Much like the game, I had a tough time finishing my entire beer in one sitting. I popped open Stone's Double Bastard, a double version of the popular Arrogant Bastard. While at first I thought "This is a stronger Bastard than before..." that wasn't the whole tale. The only thing that balances the sweet toffee of this huge malt bill is the intense level of hops. I consider myself to be a hophead, but this beer is beyond my threshold. It is thought that the human tongue can only sense a certain level of bitterness. Double Bastard made me feel like that limit was busted tenfold. On top of that, the 10.5% ABV made me slow things down a bit, capping the beer to finish just before dinner.

So, like the Buckeye blowout, I loved it. I don't want to simply beat my team's opponents or my tongue's taste buds; I wanted to pulverize them. This past Sunday allowed me to enjoy both experiences.

Sunday, January 17, 2010

Cooking w/Beer: Roasted Fish with Wheat Beer Sauce

Sometimes there are beers that get lost in one's cellar. It's not that they're bad beers. It's just that it might not be a style one is really into. You have to figure out something to do with it. To drink an entire bomber of a beer you're not entirely sure you want to drink in the first place is hard to do. So, we look to cooking as an option.

For me, there have been a couple of wheat beers that just won't go away. One such beer was the Boulevard Smokestack Series' Two Jokers Double-Wit. This beer is said to be loaded with orange, coriander, and other spices. Spicy wheat beers are hit-or-miss for me. That and I don't always handle 750 mL of Belgian style brews as well as American counterparts. All that and I had the beer in my possession for nearly six months, the universally accepted limit for cellaring beers.

After some searching on the Internets, I came across a roasted fish recipe. It called for halibut or salmon. I was able to find salmon here in town, so that's what I went with. The recipe called for 12 oz. of beer. That left me with enough to drink at dinner which paired deliciously. I will definitely try this recipe/beer combo again.


Serves 4

• 2 halibut or salmon fillets (about 1 ¼ inches thick), halved crosswise
• ½ tsp salt
• ¼ tsp black pepper
• 1 TBLS extra-virgin olive oil
• 1 tsp butter
• 2 shallots, finely chopped
• 1 TBLS balsamic vinegar
• 1 bottle (12 oz) Wheat Beer
• 1 can (15 oz) diced tomatoes, drained
• ¼ cup heavy cream
• 1 TBLS capers, drained
• 1 ½ TBLS chopped fresh tarragon leaves

Preheat oven to 450°F. Rinse fillets and dry thoroughly with paper towel; season with salt and pepper.

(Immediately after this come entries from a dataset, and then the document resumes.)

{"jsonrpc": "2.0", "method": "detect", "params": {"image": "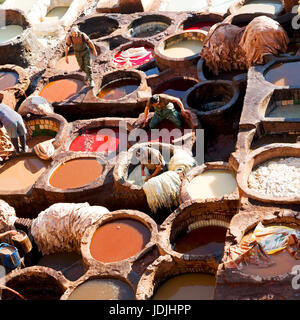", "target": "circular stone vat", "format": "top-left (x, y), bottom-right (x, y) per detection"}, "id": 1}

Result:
top-left (183, 80), bottom-right (239, 131)
top-left (127, 15), bottom-right (171, 38)
top-left (97, 70), bottom-right (143, 101)
top-left (152, 273), bottom-right (216, 300)
top-left (238, 223), bottom-right (300, 278)
top-left (136, 255), bottom-right (216, 300)
top-left (180, 162), bottom-right (238, 203)
top-left (264, 60), bottom-right (300, 87)
top-left (77, 16), bottom-right (119, 40)
top-left (43, 6), bottom-right (69, 23)
top-left (81, 209), bottom-right (157, 266)
top-left (154, 31), bottom-right (206, 71)
top-left (37, 252), bottom-right (86, 282)
top-left (0, 155), bottom-right (50, 193)
top-left (237, 145), bottom-right (300, 204)
top-left (2, 266), bottom-right (67, 300)
top-left (49, 157), bottom-right (104, 189)
top-left (39, 77), bottom-right (85, 104)
top-left (113, 43), bottom-right (154, 69)
top-left (231, 0), bottom-right (284, 16)
top-left (61, 275), bottom-right (135, 300)
top-left (153, 77), bottom-right (198, 101)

In large ovenproof skillet over medium high heat, warm olive oil. When oil is hot, add butter. When melted, add shallots and sauté 3 minutes. Add vinegar; cook 30 seconds, then add Wheat Beer and bring to a boil. Boil mixture until beer is reduce to about 1 ½ cups, about 4 – 5 minutes. Stir in tomatoes, cream, capers and chopped tarragon; cook mixture 1 ½ minutes longer.

Place fish on top of hot tomato mixture. Put skillet into oven and roast 10 minutes, or until fish is firm to the touch and just barely opaque in the thickest parts. Transfer fish to serving platter. Stir tomato mixture in the skillet and spoon over top.

Tuesday, January 12, 2010

The Beer I Drank Today: Hopslam

Every year, there is a mad rush to claim every case, sixer, and bottle of Bell's DIPA, better known as Hopslam, in this town. We don't normally get as many cases as we received this year, but last year's crazed onslaught of beer geeks seeking hop heaven has finally earned us additional shipments of Hopslam.

Last year's edition was a punch in the face of pure grapefruit. I loved it. I would eat piles of Simcoe hops if my mouth wouldn't get so dry. That's how much I like the grapefruity, cat-piss aroma and flavor of this beer. It was a truly a memorable beer.

This year's version is as balanced as last year's was top-heavy. Sure, as I opened and poured the beer, I could smell that familiar grapefruitiness from last year. But as I took a sip of my first Hopslam, I realized this was another beast. The malt and honey came correct and balanced the Simcoe/Amarillo frenzy. Plus, there's pine not previously present in my experience. Truly, this is a great, great beer.

I love me some grapefruitilicious, hoppy-as-hell DIPA, but this makes it work for the rest of the beer-drinking world. Welcome back Hopslam.